Kritische Blicke auf die Coronakrise und ihre Folgen
Kritische Blicke auf die Coronakrise und ihre Folgen

Arbeitskräftetransfer

Gruppe break isolation: Vom Versagen des deregulierten Gesundheitswesens: Systematischer Arbeitskräftetransfer nach Deutschland, Folge 1, München 2022.

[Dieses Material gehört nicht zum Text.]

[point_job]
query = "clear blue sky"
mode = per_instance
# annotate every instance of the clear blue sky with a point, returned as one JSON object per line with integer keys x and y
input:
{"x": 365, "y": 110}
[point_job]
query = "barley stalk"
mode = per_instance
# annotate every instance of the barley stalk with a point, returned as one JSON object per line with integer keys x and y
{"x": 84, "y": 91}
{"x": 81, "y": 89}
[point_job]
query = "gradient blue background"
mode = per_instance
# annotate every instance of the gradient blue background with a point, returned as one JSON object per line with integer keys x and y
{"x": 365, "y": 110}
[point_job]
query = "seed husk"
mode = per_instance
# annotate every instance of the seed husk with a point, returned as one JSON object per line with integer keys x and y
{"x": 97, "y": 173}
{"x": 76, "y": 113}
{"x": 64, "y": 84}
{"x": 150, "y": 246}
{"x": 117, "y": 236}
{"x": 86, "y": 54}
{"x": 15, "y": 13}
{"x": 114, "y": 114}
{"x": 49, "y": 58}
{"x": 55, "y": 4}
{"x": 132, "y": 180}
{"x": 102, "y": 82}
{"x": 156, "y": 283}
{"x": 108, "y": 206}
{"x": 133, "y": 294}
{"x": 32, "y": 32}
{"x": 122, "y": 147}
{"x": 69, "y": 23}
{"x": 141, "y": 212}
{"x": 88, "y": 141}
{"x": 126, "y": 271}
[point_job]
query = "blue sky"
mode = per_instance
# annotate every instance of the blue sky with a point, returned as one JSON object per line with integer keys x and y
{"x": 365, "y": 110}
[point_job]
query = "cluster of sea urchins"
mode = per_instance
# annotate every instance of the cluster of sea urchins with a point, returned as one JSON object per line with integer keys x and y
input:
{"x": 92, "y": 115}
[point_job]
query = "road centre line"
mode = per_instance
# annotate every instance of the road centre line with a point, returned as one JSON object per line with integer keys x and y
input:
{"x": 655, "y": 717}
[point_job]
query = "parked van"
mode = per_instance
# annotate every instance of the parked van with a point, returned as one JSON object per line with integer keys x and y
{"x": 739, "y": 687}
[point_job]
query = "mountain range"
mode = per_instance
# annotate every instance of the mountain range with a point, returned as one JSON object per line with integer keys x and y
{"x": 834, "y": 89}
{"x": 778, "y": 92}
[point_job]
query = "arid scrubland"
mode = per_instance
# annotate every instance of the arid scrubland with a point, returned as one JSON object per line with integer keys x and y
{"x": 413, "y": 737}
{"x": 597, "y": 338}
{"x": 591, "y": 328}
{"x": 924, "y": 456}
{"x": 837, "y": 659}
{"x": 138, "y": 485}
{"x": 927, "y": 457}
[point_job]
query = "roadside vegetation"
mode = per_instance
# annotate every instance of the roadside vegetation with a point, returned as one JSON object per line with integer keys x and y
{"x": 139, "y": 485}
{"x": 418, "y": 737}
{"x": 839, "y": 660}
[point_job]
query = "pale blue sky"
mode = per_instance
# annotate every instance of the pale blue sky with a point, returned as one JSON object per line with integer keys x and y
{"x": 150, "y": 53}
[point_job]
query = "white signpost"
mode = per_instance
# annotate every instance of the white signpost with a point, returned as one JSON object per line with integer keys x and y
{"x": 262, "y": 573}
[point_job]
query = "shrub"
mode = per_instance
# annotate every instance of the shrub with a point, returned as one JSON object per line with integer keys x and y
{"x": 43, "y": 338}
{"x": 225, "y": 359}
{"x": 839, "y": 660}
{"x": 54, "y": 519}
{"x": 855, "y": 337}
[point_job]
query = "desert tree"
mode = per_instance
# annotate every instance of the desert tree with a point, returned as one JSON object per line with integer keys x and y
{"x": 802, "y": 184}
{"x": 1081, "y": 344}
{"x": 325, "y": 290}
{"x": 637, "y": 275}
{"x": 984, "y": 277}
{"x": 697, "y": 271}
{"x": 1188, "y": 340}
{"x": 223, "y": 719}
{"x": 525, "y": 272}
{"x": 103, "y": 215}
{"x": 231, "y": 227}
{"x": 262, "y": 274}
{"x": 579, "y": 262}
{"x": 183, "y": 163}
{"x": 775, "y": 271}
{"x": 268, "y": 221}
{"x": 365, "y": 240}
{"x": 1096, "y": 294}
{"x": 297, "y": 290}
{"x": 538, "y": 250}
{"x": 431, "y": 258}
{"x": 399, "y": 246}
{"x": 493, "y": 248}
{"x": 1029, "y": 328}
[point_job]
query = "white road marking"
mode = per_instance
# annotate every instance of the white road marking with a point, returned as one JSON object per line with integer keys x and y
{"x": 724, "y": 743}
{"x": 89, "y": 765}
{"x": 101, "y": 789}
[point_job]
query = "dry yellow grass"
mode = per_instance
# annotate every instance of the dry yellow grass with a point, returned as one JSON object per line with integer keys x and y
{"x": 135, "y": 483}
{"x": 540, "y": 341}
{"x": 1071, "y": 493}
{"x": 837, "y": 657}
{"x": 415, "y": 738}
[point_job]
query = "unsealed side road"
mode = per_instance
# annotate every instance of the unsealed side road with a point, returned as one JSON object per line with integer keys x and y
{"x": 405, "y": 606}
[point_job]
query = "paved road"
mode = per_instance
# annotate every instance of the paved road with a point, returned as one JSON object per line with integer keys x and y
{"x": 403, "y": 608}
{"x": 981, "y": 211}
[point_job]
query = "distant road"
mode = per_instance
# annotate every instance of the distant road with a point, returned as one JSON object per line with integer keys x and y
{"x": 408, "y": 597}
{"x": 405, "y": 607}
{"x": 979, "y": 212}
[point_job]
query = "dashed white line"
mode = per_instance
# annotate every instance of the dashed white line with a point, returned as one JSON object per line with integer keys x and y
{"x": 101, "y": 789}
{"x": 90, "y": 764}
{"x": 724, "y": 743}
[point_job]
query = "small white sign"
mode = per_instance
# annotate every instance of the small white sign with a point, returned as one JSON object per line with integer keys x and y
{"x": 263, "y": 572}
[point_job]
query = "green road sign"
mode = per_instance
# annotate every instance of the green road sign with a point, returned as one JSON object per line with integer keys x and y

Seit 25 Jahren findet ein massiver Transfer hochqualifizierter Fachkräfte ganz besonders aus den ärmsten Ländern der EU und Europas nach Deutschland statt; seit 2012 auch zunehmend aus Bürgerkriegsländern wie Syrien. Nach Angaben der Bundesärztekammer (BÄK) waren zum Jahresende 2019 insgesamt 402.119 ÄrztInnen in Deutschland berufstätig, davon der Großteil (207.000) im Klinikbereich. Die Zahl der berufstätigen Ärztinnen und Ärzte mit einem ausländischen Pass ist dabei 2019 erneut um 3.800 auf 58.168 gestiegen. Das bedeutet konkret: Ihre Ausbildung hat der deutschen Gesellschaft keinen Cent gekostet, sie haben sie in einem anderen Land gemacht.
Im Jahr 1995 arbeiteten erst 10.651 ÄrztInnen mit ausländischem Pass in Deutschland, 2007 zwölf Jahre später waren es bereits 16.818 und 2017 mit 45.370 bereits fast dreimal so viel. Eine besonders massive Abwanderung von Fachkräften nach Deutschland war Folge der ökonomischen Krisen wie der globalen Finanzkrise 2008, des fortschreitenden Integrationsprozesses in die EU und der damit einhergehenden massiven Verarmung in osteuropäischen Staaten sowie von Kriegen z.B. ab 2012 in Syrien.
Das von Deutschland in Griechenland 2015 durchgesetzte Spardiktat, das einen massiven Abbau des öffentlichen Gesundheitssystems zur Folge hatte, führte zu einem regelrechten Exodus griechischer Ärzt*innen in Richtung Deutschland. Das Resultat: So arbeiteten nach 4666 Ärzt*innen aus Rumänien im Jahr 2018 bereits 3169 Ärzt*innen aus Griechenland, 2139 aus Polen, 1774 aus Bulgarien, 1243 aus der Slowakei, 1142 aus Tschechien und 1511 aus Italien in Deutschland.
Nachdem das osteuropäische „Angebot“ an medizinischem Fachpersonal bereits durch Personalmessen und spezialisierte Agenturen in den letzten zehn Jahren massiv abgeworben wurde, sind aktuell die baltischen Länder und die Balkanstaaten besonders im Visier des Fachkräftetransfers nach Deutschland (Zahlen von 2018, Anstieg in Prozent seit 2017): aus Albanien 630 (plus 20,9 %), Kroatien 499 (plus 8,7%), Serbien 1128 (8,4%), Bosnien und Herzegowina533 (plus 17,9), 292 (9%), Montenegro 40 (11,1%), Mazedonien 470 (9,8%), Litauen 468 (plus 12%), Lettland 336 (plus 9,4 %) sowie Moldau 149 (8,8%), Ukraine 1637 (10,2%) und Weißrussland 509 (18,4%). Allein aus Syrien stieg die Zahl der Ärzt*innen von 2017 auf 2018 um 14,4 Prozent auf 4156, um 2019 erneut auf 4468 zu wachsen.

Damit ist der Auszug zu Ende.